1

I have a bunch of text that have each characters separated by a white space like so:

D i g i t a l  a u d i o  &  v i d e o

How do I fix it so that it becomes:

Digital audio & video

The words may not necessary be in title case case so it's not possible to separate the words by that alone.

Furthermore, some parts of the text are 'merged' in a way whereby it sits right beside one another like

'h o wm a n y w o r ds'

so this one should be

how many words

I think it might need some language processing but I'm not sure where to start

DmcZx
  • 67
  • 10
  • Are you sure it's `'D i g i t a l a u d i o & v i d e o'` and not `'D i g i t a l a u d i o & v i d e o'`? If it was the latter you could just remove every other character: `txt1 = 'D i g i t a l a u d i o & v i d e o'; txt2 = txt1[::2]; print(txt2)` – Stef Mar 26 '23 at 16:13
  • 1
    How did you get this string? Could you `print(repr(that_string))`? I can see getting a string like this from reading UTF-16-encoded text incorrectly, and the "spaces" are really null characters, e.g.: `print('Digital'.encode('utf-16le').decode('latin1'))` -> `D i g i t a l` – Mark Tolonen Mar 26 '23 at 16:24
  • @Stef Most of them are spaced out evenly but some 'words' are sort of merged together like 'h o wm a n y w o r ds' – DmcZx Mar 28 '23 at 05:42
  • @MarkTolonen I got it from reading a PDF file – DmcZx Mar 28 '23 at 05:42
  • 1
    @DmcZx In that case you might be interested in [How to split text without spaces into list of words?](https://stackoverflow.com/questions/8870261/how-to-split-text-without-spaces-into-list-of-words). The best answers explain strategies to find words that have been merged together. – Stef Mar 28 '23 at 08:27
  • 1
    @Stef That looks like the proper solution. Thank you! – DmcZx Apr 13 '23 at 07:24
  • 1
    As shared by Stef, the solution that helped was [How to split text without spaces into list of words?](https://stackoverflow.com/questions/8870261/how-to-split-text-without-spaces-into-list-of-words) – DmcZx Apr 13 '23 at 07:25

2 Answers2

1

Replace two spaces with some unique placeholder string, remove all spaces, then replace the placeholder with one space.

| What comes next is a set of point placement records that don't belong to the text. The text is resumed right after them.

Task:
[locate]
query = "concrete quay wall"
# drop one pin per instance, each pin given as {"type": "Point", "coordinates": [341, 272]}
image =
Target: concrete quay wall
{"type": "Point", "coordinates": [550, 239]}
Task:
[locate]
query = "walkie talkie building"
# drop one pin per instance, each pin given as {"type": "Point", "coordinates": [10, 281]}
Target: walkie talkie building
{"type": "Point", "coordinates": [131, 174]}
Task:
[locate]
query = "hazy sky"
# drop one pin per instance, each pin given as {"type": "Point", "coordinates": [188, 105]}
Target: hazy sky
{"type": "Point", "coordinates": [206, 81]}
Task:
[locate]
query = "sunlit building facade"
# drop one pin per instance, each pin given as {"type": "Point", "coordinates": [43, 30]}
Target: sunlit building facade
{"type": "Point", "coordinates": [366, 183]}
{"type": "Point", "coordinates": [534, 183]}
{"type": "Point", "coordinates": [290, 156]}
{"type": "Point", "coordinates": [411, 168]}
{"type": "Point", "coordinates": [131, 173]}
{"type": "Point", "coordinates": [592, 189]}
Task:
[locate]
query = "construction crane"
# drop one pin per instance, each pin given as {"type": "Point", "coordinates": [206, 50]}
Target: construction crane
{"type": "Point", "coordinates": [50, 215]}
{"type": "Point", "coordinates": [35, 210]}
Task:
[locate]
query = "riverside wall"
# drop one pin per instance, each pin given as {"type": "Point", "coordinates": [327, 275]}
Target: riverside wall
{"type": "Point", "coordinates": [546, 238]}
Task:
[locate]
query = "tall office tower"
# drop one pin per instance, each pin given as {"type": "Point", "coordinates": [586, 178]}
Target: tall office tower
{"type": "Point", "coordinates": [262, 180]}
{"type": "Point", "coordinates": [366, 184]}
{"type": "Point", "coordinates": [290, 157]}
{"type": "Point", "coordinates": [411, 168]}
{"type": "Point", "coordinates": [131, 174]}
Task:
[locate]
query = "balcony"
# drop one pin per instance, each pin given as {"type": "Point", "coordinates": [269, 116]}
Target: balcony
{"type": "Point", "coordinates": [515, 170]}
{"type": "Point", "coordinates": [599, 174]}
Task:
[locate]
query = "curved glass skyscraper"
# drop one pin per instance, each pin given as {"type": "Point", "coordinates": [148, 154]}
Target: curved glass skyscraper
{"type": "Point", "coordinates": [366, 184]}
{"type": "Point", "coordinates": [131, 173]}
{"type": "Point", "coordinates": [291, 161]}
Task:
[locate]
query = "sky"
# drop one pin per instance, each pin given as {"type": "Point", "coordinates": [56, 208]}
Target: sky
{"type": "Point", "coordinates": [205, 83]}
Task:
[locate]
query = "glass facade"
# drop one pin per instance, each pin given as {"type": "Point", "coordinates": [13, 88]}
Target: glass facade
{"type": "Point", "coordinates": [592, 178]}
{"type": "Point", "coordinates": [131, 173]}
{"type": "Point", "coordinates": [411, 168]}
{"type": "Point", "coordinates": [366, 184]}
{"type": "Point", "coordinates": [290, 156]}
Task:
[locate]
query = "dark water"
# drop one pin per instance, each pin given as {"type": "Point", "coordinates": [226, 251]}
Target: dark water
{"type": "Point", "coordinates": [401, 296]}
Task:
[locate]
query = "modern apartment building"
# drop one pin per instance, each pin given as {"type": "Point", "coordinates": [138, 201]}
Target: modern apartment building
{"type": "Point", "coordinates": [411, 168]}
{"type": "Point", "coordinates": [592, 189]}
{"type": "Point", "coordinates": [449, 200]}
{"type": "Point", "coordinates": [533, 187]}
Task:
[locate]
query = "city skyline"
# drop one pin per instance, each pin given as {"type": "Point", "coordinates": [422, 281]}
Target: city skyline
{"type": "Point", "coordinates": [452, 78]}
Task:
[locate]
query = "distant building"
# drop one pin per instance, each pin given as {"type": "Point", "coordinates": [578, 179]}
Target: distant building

message = 'D i g i t a l  a u d i o  &  v i d e o'
message = message.replace('  ', 'PLACEHOLDER')
message = message.replace(' ', '')
message = message.replace('PLACEHOLDER', ' ')
John Gordon
  • 29,573
  • 7
  • 33
  • 58
  • Fortunately you can just do ``message.strip(" ", "")`` since you have double spaces between words – Rykari Mar 26 '23 at 15:15
  • @Rykari What? That doesn't work. Did you actually try it? – John Gordon Mar 26 '23 at 15:18
  • @JohnGordon This would work for the example but I have some text that are merged like 'h o wm a n y w o r ds' so this would partially fix the text for me – DmcZx Mar 28 '23 at 05:52
0

This is what you should do:

my_string = "D i g i t a l  a u d i o  &  v i d e o"
new_string = ' '.join([''.join(word.split()) for word in my_string.split('  ')])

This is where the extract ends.